Jason Przekurat captured his first pro-am championship win, catching 13 walleye weighing 36.67 pounds, to withstand a challenge from Joe Okada of Cambridge, who finished with 14 walleye weighing 35.22 pounds.
Przekurat took the lead Thursday, Aug. 4, with a catch of 15.84 pounds. “I knew I had a pretty special spot where I was catching fish, because I caught early and often,” he said.
After a catch of 14.16 pounds on Friday, Przekurat held a 6.8 pound lead heading into the final day.
“I felt good going into Saturday,” he said. “But, as ‘unluck’ would have it, the fish weren’t hitting very good.”
He said he began fishing his favorite spot, but that it was windy, with gusts of about 25 mph. “That put the fish into a funk. It didn’t take me long to realize I would have to move,” he said.

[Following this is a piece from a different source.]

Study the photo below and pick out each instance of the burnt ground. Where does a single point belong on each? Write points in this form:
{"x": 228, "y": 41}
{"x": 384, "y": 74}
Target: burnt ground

He fished a couple of other spots, then went to another where he finally caught a 14-1/2- and a 20-1/2-inch fish. “That was enough to get me started, but I had to have two (walleye) over 20 (inches).”
He went back to his favorite spot again, but never got another bite, so he knew he had to move. “I went back into the scramble mode,” he said, and he went to where he had fished two groups of trees previously.
As he got close to that group, he said he saw another fisherman in the tournament who was leaving the spot, so he took a chance. “I didn’t even go three minutes and got a 21-incher. I felt no one could catch me.”
He was right because he won the contest by 1.5 pounds, with a final day catch of 6.67 pounds for the three fish.
The tournament season for walleye is over now, but Przekurat was busy the following weekend after he won the NWT on Lake Oahe. He’s an adviser for the Stevens Point Area Senior High School (SPASH) team and spent Sunday, Aug. 14, at the National High School Open at Mille Lacs Lake in Isle, Minn., sponsored by the Student Angler Federation with the NTW and The Bass Federation.
“We have had pretty good success, but we need to qualify for the national event,” he said before the event.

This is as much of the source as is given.